Vocab version: 2026-05-17-v2-38pred2026-05-19-v3-38pred-antinoise7

7 new anti-noise rules#

  1. Quoted-string subject ban — subject cannot start with ", ', . Extract the unquoted concept instead.
  2. Hex/URL/port/path/numeric → object-side — if the subject is purely #abc123, http://..., a port number, ./foo.py, or a literal numeric, move it to the object field of an annotation triplet.
  3. Code/operator-expression bandef, class, function, return, import, lambda, and operator-laden expressions (x = y + 1, a += b) are never valid subjects.
  4. 60-char / 4-token subject cap — subject must be ≤60 chars AND ≤4 tokens. Multi-sentence fragments are forbidden.
  5. ALL_CAPS / snake_case-only ban — pure KGC_ADMIN and my_function_name are code-symbols, not concepts. Skip unless explicitly defined as a named entity.
  6. Fenced code-block exclusion — content inside documents syntax, not domain concepts.
  7. Single-mention confidence floor ≤0.5 — if a triplet appears once in a single source-file with no prior mention, cap confidence at 0.5.

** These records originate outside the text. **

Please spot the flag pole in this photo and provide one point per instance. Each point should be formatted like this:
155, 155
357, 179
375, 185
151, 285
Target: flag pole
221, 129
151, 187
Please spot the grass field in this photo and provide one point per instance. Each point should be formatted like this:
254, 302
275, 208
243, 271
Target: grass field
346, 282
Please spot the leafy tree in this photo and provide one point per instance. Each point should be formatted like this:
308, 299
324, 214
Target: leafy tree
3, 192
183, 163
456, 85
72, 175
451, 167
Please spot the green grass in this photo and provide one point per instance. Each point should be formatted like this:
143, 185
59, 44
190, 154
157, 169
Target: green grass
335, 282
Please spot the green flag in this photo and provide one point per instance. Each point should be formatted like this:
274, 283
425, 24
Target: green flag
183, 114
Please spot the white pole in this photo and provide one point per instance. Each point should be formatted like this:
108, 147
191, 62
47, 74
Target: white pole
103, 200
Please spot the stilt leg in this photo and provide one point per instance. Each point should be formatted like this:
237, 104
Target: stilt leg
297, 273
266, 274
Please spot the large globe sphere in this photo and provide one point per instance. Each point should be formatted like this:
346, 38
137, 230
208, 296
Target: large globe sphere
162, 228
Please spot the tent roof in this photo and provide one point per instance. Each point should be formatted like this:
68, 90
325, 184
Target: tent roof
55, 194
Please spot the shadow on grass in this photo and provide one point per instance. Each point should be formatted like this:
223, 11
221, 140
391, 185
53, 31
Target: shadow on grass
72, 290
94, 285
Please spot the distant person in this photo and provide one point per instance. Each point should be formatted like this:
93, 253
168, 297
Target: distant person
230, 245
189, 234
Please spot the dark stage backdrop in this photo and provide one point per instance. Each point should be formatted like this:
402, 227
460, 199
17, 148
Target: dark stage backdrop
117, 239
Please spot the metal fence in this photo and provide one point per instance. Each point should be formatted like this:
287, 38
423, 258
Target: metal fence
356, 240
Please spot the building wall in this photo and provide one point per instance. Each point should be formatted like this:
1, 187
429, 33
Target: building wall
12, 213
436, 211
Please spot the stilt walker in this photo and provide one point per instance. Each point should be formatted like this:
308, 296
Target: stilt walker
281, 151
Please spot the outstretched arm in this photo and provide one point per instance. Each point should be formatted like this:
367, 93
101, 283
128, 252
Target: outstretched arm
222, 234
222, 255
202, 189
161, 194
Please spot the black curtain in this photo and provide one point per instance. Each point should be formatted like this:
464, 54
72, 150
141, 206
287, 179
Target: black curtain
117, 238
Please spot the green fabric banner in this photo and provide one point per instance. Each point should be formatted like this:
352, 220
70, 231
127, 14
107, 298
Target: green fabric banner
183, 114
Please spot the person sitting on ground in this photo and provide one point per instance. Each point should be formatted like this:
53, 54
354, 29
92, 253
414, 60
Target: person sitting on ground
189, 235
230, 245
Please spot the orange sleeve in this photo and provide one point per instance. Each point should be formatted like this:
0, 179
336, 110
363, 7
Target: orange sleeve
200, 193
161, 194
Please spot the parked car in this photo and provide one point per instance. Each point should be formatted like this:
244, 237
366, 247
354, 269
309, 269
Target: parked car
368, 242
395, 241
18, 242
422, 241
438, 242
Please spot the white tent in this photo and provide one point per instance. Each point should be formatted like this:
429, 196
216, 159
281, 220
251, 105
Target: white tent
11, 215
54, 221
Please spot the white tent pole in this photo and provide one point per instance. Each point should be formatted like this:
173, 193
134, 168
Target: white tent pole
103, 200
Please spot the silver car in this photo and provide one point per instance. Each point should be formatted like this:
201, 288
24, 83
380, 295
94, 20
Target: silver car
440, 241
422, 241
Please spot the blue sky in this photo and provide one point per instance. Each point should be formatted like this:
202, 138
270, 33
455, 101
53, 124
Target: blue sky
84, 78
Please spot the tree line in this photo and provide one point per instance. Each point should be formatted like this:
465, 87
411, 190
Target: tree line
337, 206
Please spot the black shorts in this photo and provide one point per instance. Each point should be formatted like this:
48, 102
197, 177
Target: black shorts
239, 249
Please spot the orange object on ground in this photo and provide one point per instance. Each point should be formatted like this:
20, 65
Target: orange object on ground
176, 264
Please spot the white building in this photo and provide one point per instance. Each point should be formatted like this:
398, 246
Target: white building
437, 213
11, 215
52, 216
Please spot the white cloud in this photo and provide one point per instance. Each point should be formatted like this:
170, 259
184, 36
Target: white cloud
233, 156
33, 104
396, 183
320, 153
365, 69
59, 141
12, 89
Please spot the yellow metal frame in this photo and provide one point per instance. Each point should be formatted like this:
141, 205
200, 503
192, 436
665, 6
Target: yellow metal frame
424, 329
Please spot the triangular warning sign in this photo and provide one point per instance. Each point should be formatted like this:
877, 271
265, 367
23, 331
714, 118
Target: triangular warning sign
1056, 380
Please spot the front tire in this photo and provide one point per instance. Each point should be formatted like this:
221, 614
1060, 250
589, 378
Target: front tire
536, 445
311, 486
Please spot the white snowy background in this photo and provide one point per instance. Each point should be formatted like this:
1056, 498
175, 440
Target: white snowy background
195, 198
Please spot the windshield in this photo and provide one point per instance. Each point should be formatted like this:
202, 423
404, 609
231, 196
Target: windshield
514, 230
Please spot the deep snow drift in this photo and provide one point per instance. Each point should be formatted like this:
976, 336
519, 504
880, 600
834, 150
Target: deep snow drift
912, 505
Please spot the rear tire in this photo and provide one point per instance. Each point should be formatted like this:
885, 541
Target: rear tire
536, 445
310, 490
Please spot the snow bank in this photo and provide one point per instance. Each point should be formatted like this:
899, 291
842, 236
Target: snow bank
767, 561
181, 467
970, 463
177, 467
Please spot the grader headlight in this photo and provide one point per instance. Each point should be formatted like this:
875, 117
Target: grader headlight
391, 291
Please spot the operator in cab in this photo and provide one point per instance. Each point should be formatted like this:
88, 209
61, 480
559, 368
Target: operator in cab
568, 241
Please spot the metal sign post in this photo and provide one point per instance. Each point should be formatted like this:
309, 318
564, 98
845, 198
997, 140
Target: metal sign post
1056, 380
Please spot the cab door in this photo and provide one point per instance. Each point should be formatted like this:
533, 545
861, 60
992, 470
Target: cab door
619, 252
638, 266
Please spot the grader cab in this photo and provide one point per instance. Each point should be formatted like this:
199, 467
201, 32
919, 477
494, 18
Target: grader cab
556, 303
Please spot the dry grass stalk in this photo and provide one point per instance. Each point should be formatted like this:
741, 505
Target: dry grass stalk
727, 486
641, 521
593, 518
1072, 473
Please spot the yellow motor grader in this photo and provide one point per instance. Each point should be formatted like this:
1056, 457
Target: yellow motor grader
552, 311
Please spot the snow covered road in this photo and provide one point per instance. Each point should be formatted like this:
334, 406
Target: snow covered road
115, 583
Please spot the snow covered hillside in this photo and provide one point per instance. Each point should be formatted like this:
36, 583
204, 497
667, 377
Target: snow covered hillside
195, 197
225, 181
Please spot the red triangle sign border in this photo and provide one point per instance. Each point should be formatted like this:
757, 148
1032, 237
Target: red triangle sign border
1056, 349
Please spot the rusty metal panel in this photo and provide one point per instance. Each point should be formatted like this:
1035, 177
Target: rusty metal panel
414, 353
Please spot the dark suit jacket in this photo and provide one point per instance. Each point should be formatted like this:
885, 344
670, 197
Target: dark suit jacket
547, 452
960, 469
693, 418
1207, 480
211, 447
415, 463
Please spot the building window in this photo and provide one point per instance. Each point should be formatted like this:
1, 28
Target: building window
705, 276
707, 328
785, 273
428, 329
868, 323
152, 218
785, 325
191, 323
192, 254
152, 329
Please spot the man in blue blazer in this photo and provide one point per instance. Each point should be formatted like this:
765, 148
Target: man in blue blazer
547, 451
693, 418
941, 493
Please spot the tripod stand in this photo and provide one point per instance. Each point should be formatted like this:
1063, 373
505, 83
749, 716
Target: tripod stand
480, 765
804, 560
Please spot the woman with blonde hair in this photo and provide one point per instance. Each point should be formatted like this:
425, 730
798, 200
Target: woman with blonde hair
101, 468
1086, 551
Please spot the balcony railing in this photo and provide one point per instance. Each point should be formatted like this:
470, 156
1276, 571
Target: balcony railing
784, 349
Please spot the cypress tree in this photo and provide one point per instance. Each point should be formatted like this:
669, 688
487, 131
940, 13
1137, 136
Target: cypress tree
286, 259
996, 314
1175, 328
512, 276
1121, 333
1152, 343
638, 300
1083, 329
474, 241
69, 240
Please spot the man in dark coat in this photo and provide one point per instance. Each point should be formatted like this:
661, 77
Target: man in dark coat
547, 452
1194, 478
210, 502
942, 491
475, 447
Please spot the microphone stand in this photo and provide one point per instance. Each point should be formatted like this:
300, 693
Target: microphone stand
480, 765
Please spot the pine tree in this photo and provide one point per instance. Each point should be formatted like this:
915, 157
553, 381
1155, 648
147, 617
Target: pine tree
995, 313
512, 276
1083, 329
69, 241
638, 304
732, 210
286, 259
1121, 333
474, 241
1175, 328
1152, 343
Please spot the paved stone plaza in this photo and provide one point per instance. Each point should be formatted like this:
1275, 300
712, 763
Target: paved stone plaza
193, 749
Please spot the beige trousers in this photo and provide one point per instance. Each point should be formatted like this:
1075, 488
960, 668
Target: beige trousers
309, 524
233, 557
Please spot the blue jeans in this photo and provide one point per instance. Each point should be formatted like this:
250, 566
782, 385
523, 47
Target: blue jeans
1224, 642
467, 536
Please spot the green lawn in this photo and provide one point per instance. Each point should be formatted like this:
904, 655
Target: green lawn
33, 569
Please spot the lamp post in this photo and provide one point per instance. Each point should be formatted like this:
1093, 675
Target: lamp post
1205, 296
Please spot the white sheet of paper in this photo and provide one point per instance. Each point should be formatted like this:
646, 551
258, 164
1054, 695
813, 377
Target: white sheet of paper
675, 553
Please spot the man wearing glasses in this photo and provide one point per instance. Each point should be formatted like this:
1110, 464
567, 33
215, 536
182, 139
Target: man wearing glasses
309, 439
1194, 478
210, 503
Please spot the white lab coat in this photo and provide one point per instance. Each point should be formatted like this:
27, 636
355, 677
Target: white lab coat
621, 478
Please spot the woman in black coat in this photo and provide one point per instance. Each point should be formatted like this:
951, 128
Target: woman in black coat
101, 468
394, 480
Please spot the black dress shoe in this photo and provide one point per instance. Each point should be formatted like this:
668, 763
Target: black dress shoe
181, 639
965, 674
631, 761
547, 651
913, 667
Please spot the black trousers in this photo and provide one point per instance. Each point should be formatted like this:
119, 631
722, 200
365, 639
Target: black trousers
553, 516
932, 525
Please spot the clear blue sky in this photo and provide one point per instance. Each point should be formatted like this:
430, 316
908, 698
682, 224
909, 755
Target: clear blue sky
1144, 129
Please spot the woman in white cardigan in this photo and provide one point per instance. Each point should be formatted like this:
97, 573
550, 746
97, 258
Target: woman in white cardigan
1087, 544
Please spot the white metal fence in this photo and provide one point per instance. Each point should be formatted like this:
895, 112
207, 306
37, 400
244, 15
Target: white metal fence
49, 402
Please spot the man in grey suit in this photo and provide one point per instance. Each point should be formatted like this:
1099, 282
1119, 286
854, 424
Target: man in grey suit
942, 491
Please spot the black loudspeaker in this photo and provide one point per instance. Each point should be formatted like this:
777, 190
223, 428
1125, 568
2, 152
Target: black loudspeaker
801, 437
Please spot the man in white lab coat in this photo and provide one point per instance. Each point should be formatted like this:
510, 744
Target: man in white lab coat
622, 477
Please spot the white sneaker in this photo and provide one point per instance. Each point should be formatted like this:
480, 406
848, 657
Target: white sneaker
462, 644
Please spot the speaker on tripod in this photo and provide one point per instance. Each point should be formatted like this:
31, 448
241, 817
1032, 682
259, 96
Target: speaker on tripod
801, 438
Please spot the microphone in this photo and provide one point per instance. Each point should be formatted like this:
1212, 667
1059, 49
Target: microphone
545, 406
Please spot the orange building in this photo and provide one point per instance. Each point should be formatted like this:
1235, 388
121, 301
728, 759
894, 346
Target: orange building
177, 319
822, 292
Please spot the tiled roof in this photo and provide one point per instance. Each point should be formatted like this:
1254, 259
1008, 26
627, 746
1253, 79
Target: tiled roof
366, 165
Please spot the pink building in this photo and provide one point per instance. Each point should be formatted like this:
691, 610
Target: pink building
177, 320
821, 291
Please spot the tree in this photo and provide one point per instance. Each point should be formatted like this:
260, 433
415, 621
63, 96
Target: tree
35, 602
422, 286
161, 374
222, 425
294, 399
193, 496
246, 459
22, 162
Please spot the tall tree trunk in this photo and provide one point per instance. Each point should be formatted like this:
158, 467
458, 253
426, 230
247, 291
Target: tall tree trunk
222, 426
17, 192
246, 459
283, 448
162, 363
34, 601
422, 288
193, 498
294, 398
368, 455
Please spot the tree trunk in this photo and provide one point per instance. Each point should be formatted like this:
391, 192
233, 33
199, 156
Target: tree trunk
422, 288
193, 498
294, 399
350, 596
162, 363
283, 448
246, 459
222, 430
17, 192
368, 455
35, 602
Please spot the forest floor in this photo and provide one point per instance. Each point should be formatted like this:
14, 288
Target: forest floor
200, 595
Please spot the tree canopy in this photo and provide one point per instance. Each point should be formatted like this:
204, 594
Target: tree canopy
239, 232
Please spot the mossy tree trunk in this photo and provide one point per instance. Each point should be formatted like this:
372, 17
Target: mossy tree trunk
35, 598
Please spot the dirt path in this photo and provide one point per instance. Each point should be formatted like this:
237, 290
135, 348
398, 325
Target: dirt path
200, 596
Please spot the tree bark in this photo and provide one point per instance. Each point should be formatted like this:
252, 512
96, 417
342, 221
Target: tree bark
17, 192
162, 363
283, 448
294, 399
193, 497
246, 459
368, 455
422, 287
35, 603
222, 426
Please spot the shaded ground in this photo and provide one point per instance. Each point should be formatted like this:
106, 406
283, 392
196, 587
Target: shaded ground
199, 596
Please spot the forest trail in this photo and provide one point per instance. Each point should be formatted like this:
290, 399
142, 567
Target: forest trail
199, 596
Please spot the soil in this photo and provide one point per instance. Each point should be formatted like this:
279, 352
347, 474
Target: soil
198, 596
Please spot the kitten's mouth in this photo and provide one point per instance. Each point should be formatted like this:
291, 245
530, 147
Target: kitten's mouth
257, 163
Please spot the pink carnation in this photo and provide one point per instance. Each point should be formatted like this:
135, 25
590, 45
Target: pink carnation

Plus a 5-case ### Anti-noise examples block with ✗ Wrong / ✓ Right contrasts.

Activation#

Default-on as of 2026-05-19 — every new vault-ko-ingest --file <path> run uses the v3 prompt. The vocab_version field in pending/<hash>-request.json lets downstream subagent-response handlers distinguish the eras.

Verification target#

vault-graph-diff Jaccard 0.0070 → ≥0.05 (Phase-4 acceptance gate). Phase-1+2 deletes alone won't get there (deletes only shrink the denominator); selective re-extract of the 5,524 sentence-fragment source-files with the v3 prompt is needed — scheduled 2026-05-22-23. See ../06-Audits/2026-05-19 Memgraph cleanup Phase-3 next-step plan.

Backup#

Pre-tightening prompt-template snapshot: .vault-ko/prompts/vault-ko-ingest.py.bak.20260519-pre-tighten (10,575 bytes).